The book opens with an unknown assailant driving a stolen Mercedes-Benz into a crowd of people waiting for a job fair. This is 2009, right after the recession, so there’s a lot of people there to target. Among the dead is a woman and her baby, who had been huddled in the cold in a sleeping bag. The killer is never caught. Fast forward six months to a year. The lead cop on the case is now retired and not handling it well. He’s even thinking of committing suicide because he’s feeling so useless and depressed. And then he gets a letter–and actual print letter–from Mr. Mercedes himself, and things heat up from there. This is not a mystery book, though. Immediately after we meet Ret. Det. Kermit “Bill” Hodges, we also meet Brady Hartsfield, Mr. Mercedes himself. He has reached out to Hodges because he’s bored and he hopes he can get the “fat ex-cop” to kill himself, just like he got the woman who owned the stolen Mercedes to kill herself. From there, the book speeds forward on parallel tracks. We watch as the two men circle around each other, and ultimately head towards a violent ending, for multiple parties.

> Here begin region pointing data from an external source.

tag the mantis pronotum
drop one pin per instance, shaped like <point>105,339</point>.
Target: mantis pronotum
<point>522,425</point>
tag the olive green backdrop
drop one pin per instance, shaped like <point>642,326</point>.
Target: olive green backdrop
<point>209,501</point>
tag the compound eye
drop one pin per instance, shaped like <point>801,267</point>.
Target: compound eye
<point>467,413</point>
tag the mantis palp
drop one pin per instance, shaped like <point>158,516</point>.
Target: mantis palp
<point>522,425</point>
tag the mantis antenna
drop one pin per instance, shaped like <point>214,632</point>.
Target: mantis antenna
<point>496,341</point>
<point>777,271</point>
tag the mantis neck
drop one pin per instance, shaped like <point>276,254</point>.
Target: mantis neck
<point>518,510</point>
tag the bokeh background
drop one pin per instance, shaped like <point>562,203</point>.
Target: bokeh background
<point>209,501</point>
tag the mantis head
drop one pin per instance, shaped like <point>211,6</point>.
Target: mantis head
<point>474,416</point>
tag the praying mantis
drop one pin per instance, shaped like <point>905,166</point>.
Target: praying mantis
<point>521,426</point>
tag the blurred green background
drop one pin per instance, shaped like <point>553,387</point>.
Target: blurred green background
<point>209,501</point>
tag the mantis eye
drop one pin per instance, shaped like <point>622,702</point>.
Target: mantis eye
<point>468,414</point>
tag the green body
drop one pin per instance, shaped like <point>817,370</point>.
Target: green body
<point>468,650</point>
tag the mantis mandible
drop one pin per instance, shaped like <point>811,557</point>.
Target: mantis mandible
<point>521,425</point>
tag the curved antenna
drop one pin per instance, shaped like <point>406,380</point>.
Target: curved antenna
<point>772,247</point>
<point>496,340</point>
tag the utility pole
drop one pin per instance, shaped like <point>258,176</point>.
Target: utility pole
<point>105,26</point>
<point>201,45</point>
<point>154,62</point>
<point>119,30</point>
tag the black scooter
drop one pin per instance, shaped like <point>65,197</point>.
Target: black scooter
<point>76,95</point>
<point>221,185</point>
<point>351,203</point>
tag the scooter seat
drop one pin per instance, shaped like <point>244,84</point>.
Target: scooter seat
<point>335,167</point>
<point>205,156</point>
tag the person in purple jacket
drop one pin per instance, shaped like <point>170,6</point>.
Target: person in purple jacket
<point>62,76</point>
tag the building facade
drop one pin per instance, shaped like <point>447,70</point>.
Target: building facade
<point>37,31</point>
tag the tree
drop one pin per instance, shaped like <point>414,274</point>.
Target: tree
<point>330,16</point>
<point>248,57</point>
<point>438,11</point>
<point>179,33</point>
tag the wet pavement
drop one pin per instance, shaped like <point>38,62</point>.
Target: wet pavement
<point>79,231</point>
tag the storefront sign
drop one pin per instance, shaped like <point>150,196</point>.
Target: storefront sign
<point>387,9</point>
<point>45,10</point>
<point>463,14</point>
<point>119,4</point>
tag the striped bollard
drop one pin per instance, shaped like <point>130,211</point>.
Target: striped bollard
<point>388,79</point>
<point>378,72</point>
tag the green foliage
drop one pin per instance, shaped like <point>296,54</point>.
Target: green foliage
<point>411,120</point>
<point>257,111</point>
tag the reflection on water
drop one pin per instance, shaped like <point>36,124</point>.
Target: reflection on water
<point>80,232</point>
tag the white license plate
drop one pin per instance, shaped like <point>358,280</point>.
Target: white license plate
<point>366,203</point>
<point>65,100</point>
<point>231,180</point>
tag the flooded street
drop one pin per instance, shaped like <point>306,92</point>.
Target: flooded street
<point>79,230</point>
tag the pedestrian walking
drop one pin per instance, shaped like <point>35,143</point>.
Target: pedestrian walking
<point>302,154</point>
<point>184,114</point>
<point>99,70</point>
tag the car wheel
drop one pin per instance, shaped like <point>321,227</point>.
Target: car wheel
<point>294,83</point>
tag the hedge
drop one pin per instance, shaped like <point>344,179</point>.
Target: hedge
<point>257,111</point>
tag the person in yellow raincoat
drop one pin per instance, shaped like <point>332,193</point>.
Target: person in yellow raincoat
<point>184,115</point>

I’ve read a lot of reviews of this who say there are a lot of plot holes, or who think Hodges relationships with some of the secondary characters were unbelievable, but none of that bothered me. I liked Hodges. I liked that he was a lonely old man who’d lost his purpose in life and was finding it again in work and in relationships with new people. I liked the people he met, and I don’t think any of those relationships were unbelievable, or that Hodges attaches too much important to them. Seeing into Brady’s mind was fascinating, especially watching as he reacted like the mouse to Hodges’ cat, and seeing how he got to be the way he is. I also didn’t see any plot holes, although I guess I’m historically bad at noticing those anyway. I’m good at suspending disbelief. The only thing that did niggle me a little bit was that Hodges didn’t acknowledge enough for my liking that his keeping the case and information away from the cops was ultimately more destructive than it was helpful.
All in all, very entertaining, and the audiobook was good as well. Will definitely be reading #2 when it comes out later this year.